Raymond C. Bushland (left) and Edward F. Knipling receiving Hoblitzelle National Award for Agriculture. Photo courtesy of World Food Prize Foundation.

Ridicule and Renown

Knipling and Bushland, once literally laughed out of rooms for what some colleagues called “Knip’s pipe dream,” were honored with the 1992 World Food Prize for their groundbreaking work—just one of many accolades the duo has received since the eradication of the screwworm fly in America.

The federally funded research on the sexual behavior of the screwworm fly came before Senator William Proxmire’s “Golden Fleece Award,” which often ridiculed odd-sounding science. But it did not escape such ridicule. The “sex life of the screwworm” has been a favorite target for some Members of Congress eager to talk to their constituents about “Washington waste.” And the story has had an amazingly long shelf-life. It has been variously attacked or used in the defense of silly-sounding research regularly since the 1950s, coming under fire especially during a particularly nasty influx of screwworms from Mexico in the 1970s, and again in the 1990s, when the ongoing eradication effort appeared in the Citizens Against Government Waste’s inaugural “Pig Book” of what the group deemed wasteful federal spending.
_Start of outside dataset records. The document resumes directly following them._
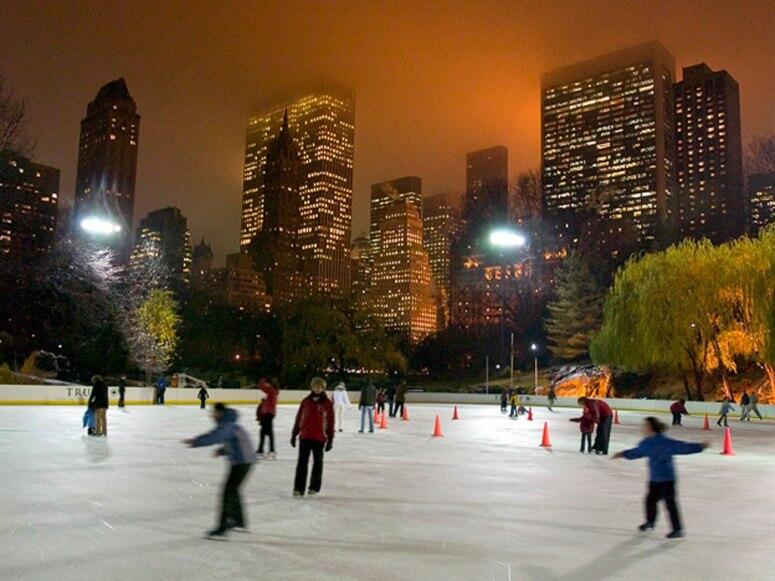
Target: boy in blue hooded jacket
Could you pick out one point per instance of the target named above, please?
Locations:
(239, 450)
(660, 450)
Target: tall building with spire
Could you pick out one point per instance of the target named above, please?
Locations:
(323, 126)
(277, 249)
(711, 200)
(107, 163)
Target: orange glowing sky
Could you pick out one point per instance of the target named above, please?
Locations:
(433, 80)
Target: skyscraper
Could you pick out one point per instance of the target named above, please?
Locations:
(401, 292)
(163, 235)
(487, 183)
(441, 224)
(761, 194)
(29, 195)
(607, 133)
(382, 195)
(107, 163)
(710, 197)
(323, 125)
(277, 246)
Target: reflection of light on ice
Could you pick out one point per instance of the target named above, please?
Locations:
(484, 502)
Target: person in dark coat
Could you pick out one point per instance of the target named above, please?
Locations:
(660, 450)
(99, 402)
(265, 414)
(587, 426)
(400, 400)
(202, 396)
(366, 406)
(238, 448)
(603, 416)
(678, 409)
(314, 427)
(121, 391)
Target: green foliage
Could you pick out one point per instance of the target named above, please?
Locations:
(693, 308)
(575, 313)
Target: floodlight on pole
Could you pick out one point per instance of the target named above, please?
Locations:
(507, 238)
(99, 226)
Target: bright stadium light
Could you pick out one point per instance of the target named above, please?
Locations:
(505, 238)
(100, 226)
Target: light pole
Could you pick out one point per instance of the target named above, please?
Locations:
(512, 361)
(534, 349)
(487, 374)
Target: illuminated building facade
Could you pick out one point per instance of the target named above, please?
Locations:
(710, 198)
(163, 235)
(487, 183)
(441, 225)
(761, 192)
(607, 125)
(401, 295)
(29, 194)
(243, 286)
(276, 248)
(107, 162)
(323, 126)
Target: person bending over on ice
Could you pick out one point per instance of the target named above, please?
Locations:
(202, 396)
(239, 450)
(660, 450)
(314, 427)
(678, 409)
(604, 417)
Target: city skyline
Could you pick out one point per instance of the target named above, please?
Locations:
(196, 138)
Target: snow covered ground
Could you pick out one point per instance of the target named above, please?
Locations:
(484, 502)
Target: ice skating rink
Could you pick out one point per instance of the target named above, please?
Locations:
(483, 502)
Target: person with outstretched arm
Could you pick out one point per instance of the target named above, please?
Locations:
(660, 449)
(238, 448)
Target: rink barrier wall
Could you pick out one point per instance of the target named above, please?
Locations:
(78, 395)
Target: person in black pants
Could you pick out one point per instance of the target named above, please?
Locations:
(239, 449)
(660, 451)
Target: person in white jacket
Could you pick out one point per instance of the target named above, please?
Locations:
(341, 403)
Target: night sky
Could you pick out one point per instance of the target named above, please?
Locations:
(433, 80)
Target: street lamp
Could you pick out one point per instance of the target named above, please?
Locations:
(534, 349)
(99, 226)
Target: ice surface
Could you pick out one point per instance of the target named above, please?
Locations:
(484, 502)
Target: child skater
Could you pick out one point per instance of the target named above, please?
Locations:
(239, 449)
(314, 427)
(587, 426)
(202, 396)
(660, 451)
(726, 407)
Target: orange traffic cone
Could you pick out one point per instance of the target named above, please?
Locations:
(727, 451)
(545, 441)
(437, 428)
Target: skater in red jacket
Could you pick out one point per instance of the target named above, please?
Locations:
(603, 416)
(314, 427)
(265, 413)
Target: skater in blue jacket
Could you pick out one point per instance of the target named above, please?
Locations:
(660, 450)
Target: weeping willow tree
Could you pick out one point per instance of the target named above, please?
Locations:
(694, 309)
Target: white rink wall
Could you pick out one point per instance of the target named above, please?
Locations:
(77, 395)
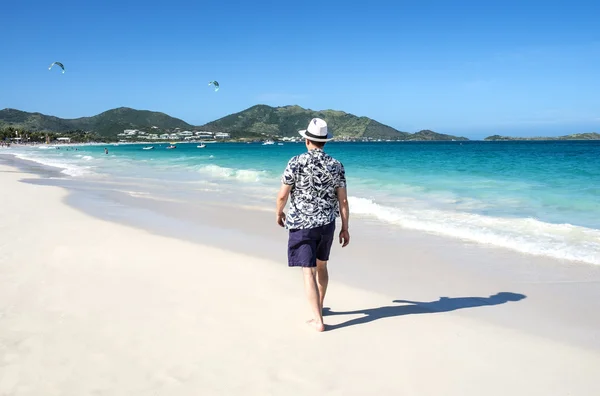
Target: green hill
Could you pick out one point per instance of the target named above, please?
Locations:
(575, 136)
(430, 135)
(259, 121)
(108, 123)
(287, 120)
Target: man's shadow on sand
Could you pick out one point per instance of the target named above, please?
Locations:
(444, 304)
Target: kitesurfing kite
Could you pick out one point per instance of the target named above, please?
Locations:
(59, 64)
(216, 84)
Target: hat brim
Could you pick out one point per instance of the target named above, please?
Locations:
(303, 134)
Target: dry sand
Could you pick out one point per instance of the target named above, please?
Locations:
(90, 307)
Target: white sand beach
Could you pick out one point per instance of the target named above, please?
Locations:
(92, 307)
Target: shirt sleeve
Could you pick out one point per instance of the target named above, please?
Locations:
(341, 181)
(289, 174)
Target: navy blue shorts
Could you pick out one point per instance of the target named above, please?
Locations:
(306, 246)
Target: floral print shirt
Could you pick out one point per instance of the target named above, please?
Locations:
(314, 176)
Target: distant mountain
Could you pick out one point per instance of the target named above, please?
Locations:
(287, 120)
(255, 122)
(430, 135)
(576, 136)
(109, 123)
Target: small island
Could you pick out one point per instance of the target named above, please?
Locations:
(576, 136)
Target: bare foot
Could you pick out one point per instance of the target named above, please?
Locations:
(316, 325)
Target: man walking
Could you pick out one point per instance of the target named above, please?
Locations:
(315, 182)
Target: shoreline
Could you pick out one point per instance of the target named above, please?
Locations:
(462, 226)
(120, 310)
(445, 265)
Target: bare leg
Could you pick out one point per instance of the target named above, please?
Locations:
(312, 293)
(322, 280)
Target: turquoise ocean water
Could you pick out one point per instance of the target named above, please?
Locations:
(540, 198)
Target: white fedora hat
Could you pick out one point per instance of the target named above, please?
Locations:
(317, 131)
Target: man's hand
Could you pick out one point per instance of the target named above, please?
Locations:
(344, 238)
(280, 219)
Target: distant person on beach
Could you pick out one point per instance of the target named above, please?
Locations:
(315, 182)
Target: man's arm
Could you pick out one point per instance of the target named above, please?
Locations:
(282, 197)
(342, 195)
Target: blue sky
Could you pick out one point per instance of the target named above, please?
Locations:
(472, 68)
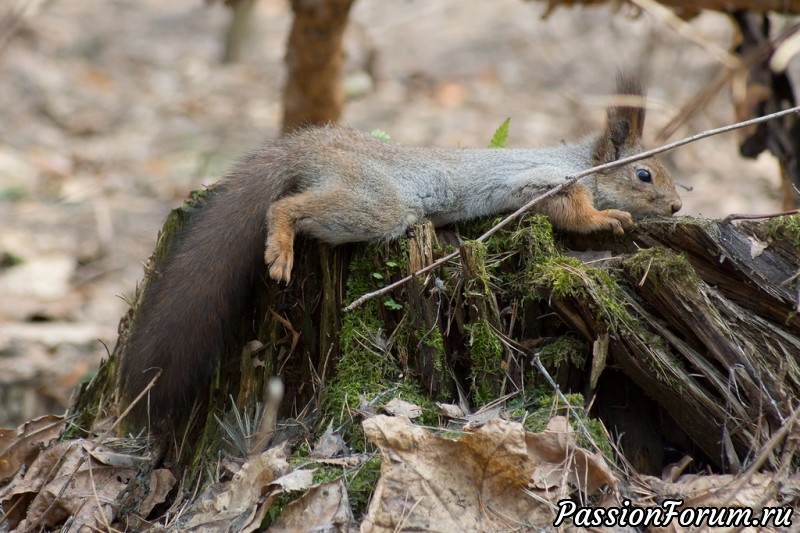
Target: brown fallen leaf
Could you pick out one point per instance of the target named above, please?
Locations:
(242, 503)
(398, 407)
(558, 458)
(21, 446)
(323, 508)
(64, 482)
(475, 483)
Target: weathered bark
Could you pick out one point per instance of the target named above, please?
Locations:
(700, 316)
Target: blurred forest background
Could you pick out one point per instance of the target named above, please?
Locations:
(112, 111)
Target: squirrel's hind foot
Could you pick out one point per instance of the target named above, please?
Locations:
(280, 262)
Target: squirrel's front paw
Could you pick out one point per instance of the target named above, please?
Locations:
(280, 263)
(618, 221)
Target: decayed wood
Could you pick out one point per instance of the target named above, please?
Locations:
(710, 335)
(728, 370)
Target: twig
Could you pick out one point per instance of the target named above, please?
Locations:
(730, 218)
(569, 180)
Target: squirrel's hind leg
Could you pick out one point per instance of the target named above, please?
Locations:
(333, 216)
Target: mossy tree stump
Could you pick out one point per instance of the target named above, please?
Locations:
(684, 335)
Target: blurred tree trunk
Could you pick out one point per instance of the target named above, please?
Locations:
(313, 94)
(238, 30)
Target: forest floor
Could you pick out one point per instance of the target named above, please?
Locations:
(111, 112)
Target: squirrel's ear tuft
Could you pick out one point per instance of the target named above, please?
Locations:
(625, 120)
(626, 116)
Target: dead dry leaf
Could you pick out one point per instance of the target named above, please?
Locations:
(449, 410)
(20, 446)
(559, 459)
(242, 503)
(398, 407)
(323, 508)
(86, 500)
(329, 445)
(476, 483)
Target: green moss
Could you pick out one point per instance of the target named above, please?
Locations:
(787, 227)
(534, 237)
(486, 355)
(477, 285)
(366, 367)
(663, 266)
(435, 341)
(536, 410)
(567, 277)
(360, 482)
(562, 350)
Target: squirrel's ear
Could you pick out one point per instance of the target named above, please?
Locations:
(625, 120)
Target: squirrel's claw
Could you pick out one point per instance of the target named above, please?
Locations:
(618, 221)
(280, 263)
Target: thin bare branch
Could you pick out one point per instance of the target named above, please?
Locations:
(569, 180)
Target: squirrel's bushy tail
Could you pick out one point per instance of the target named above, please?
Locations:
(199, 291)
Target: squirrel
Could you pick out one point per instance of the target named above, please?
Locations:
(339, 186)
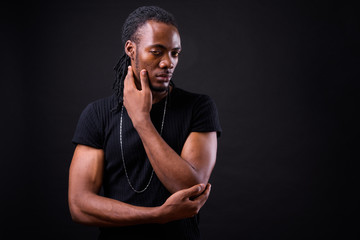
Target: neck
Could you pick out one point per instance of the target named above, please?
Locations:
(158, 96)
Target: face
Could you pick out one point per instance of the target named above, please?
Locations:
(157, 50)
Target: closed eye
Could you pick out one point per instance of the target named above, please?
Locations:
(175, 54)
(155, 52)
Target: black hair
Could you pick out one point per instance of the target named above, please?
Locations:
(134, 21)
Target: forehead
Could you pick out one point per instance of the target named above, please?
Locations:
(158, 33)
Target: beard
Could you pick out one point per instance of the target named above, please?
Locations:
(158, 89)
(152, 88)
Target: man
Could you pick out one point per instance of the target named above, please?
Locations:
(151, 145)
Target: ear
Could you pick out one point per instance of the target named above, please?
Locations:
(130, 49)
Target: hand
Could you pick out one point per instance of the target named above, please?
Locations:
(185, 203)
(138, 103)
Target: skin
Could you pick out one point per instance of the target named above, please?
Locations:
(153, 60)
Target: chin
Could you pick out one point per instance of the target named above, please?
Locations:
(161, 88)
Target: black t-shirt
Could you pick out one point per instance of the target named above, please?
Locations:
(99, 127)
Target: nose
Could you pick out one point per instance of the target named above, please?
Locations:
(167, 62)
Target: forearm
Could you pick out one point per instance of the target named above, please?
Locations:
(173, 171)
(92, 209)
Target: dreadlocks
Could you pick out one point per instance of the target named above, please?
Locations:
(134, 21)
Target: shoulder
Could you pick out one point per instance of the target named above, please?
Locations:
(103, 105)
(191, 97)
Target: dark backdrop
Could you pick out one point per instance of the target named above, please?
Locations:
(283, 75)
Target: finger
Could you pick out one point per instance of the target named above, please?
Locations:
(144, 80)
(194, 191)
(129, 79)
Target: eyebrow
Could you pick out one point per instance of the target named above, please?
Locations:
(163, 47)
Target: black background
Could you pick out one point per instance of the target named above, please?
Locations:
(284, 76)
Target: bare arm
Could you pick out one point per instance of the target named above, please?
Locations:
(87, 207)
(198, 155)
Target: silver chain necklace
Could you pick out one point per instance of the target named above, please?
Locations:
(122, 151)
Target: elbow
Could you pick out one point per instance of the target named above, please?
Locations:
(75, 211)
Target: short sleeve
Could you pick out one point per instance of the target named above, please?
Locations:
(88, 130)
(205, 116)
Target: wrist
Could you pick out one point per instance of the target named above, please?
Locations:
(141, 122)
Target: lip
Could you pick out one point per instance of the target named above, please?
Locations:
(164, 77)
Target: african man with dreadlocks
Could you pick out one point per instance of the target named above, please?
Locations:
(150, 146)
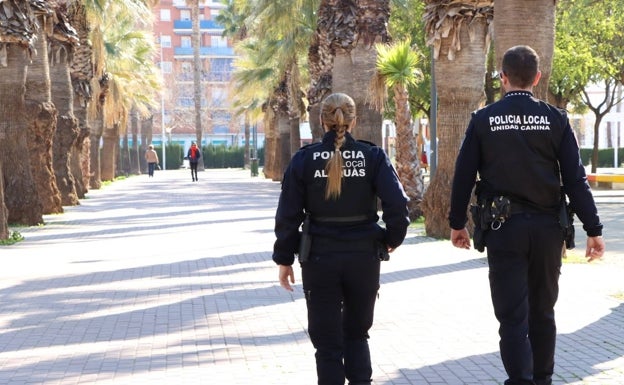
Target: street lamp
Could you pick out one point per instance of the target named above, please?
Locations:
(162, 106)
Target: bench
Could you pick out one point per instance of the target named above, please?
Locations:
(605, 180)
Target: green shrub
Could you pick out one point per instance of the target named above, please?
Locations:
(605, 156)
(222, 156)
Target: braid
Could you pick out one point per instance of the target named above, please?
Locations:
(337, 114)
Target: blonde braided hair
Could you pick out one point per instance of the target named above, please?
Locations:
(337, 114)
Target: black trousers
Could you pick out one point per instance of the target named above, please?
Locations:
(524, 258)
(340, 291)
(193, 166)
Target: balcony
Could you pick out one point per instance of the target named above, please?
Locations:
(186, 26)
(204, 51)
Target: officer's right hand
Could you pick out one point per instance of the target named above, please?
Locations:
(460, 238)
(595, 248)
(286, 274)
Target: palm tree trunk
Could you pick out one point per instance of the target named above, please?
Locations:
(355, 60)
(511, 28)
(95, 178)
(408, 161)
(23, 206)
(135, 165)
(456, 102)
(147, 128)
(110, 151)
(42, 116)
(271, 141)
(197, 69)
(67, 130)
(4, 223)
(81, 73)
Yet by helping to eradicate the screwworm, Knipling, Bushland and their colleagues have saved the U.S. livestock industry billions of dollars over the last 50-plus years. For U.S. consumers, this has translated into an estimated 5 percent reduction in the price of beef at the supermarket. And for others in less developed parts of the world, the pest control technique they pioneered is a crucial component of food security and public health. For example, damaging tropical fruit fly species have been eradicated or held in check in parts of Japan, the United States, and Guatemala. Today, the technique and variations of it hold promise for controlling disease-carrying mosquitoes. The international screwworm eradication program is a classic example of odd-sounding basic science producing enormous returns.